While Barclays Center figures to be packed to the rafters for any one of the aforementioned games, the one date Nets fans were most eager to see revealed Wednesday evening wasn’t mentioned once in the release.

I’ll reveal it to you here now: Nov. 19, 7:30 p.m.

Circle it.

Bold it.

Highlight it.

Do whatever you have to do to remember it.

That’s the date Jason Kidd and the Milwaukee Bucks will visit the corner of Atlantic and Flatbush avenues for the first of four meetings between the Eastern Conference rivals.

That’s the date Kidd will face the Barclays Center crowd for the first time since his ill-fated power play landed him in Milwaukee only months after he guided the Nets to the Eastern Conference semifinals following a tumultuous but ultimately successful first year at the helm of the Brooklyn franchise.

That’s the date Nets fans will have to decide whether to deride Kidd mercilessly for the well-chronicled back-door screen he set against Brooklyn general manager Billy King, or welcome him back as arguably the greatest player ever to suit up for the franchise.

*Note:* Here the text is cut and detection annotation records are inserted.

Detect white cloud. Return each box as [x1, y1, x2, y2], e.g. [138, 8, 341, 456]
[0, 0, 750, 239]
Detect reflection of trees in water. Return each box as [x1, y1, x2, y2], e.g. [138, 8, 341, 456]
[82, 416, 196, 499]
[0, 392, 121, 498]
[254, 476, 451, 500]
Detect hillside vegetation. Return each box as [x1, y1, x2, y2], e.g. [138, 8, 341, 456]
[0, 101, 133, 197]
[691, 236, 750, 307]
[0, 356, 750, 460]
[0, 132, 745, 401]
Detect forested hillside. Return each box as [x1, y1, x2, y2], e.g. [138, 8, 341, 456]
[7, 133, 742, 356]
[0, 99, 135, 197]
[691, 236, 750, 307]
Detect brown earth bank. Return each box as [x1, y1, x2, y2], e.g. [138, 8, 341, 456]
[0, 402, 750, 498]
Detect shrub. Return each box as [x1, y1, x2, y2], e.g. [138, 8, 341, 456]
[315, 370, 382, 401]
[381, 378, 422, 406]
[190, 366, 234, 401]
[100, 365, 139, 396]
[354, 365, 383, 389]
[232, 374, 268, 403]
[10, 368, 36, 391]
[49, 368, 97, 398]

Nov. 19 is the date of reckoning for Nets fans and Jason Kidd.

No other game on the Nets’ regular season schedule will carry the amount of juice already loaded into that pre-Thanksgiving week contest.

Not King James and the Cavs, not K.D. and the OK City Gang, not ‘Melo and the Knicks, not Tim Duncan and the champs and certainly not any other of the Nets’ first five home dates before Kidd and the Bucks arrive.

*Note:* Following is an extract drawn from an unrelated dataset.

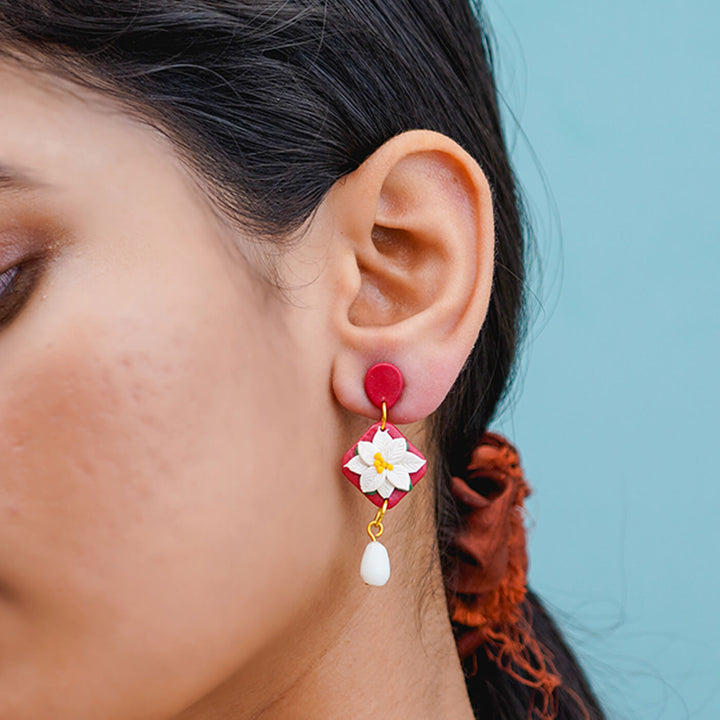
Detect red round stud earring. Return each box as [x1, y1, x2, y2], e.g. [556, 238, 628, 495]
[342, 362, 427, 585]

King took the high road earlier this summer when Kidd’s bid to usurp his organizational power fell on the deaf ears of billionaire owner Mikhail Prokhorov.

Kidd wanted to be a step above the man who hired him only a year earlier in the team’s front-office hierarchy.

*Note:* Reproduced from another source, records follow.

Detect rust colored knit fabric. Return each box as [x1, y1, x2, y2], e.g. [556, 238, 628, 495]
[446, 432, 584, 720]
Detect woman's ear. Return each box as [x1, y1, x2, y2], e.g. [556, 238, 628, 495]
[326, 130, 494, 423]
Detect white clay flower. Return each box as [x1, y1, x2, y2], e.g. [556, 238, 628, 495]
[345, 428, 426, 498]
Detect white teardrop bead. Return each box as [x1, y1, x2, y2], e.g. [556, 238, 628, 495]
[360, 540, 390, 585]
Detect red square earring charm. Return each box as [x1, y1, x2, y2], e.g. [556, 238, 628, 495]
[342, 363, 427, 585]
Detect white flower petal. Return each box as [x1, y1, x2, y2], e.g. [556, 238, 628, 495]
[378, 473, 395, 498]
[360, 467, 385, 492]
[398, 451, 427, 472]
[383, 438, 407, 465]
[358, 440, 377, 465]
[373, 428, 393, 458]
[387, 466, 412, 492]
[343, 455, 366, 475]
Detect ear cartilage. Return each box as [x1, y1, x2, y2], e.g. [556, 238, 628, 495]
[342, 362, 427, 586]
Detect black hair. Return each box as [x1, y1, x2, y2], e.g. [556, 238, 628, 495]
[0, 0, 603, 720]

He was also irritated by a pair of five-year, $25 million contracts handed out to first-time head coaches Steve Kerr and Derek Fisher by the Golden State Warriors and Knicks, respectively.

Kidd, a two-time Coach of the Month in his initial season, was receiving $10 million over four years from the Nets.

He wanted more money and more power and was willing to climb over King to get it, even though Brooklyn’s top basketball executive had taken a big chance on handing the most expensive roster in NBA history over to a first-year coach fresh off a 19-year playing career.

King took the “It’s only business, not personal” approach in the aftermath of Kidd’s departure and subsequent signing to a more lucrative deal in Milwaukee.

Brooklyn fans, however, may not be as generous.

Though his No. 5 jersey hangs from the Barclays Center ceiling as a reminder of the two NBA Finals he led the Nets to in 2002 and 2003, Kidd isn’t likely to receive a hearty welcome from the 17,000-plus who will pack the arena on that mid-November night.

He arrived here promising to elevate this franchise to its first-ever NBA title, something he fell just shy of delivering on the hardwood when the team was situated in New Jersey.

He thanked Prokhorov and King for believing in him and insisted that the Nets would not take a back seat to the crosstown rival Knicks or any other franchise when it came to pursuing that elusive NBA title.

He overcame a job-threatening 10-21 start by turning the Nets into a “small-ball” driven unit that went 34-19 following the turn of the New Year despite the absence of injured All-Star center Brook Lopez.

He helped Brooklyn overcome Toronto in the opening round of the playoffs, thanks to a tweak of the starting lineup in a pair of win-or-go-home games.

He had the Nets competing with the eventual Eastern Conference champion Miami Heat in the second round, only to fall short in a trio of winnable games that sent Brooklyn home early for the summer.

He did all this, and then forced his way out of Brooklyn in a move that still has Nets fans shaking their heads.

Now it will be their turn to take the business of his rather rude departure quite personally.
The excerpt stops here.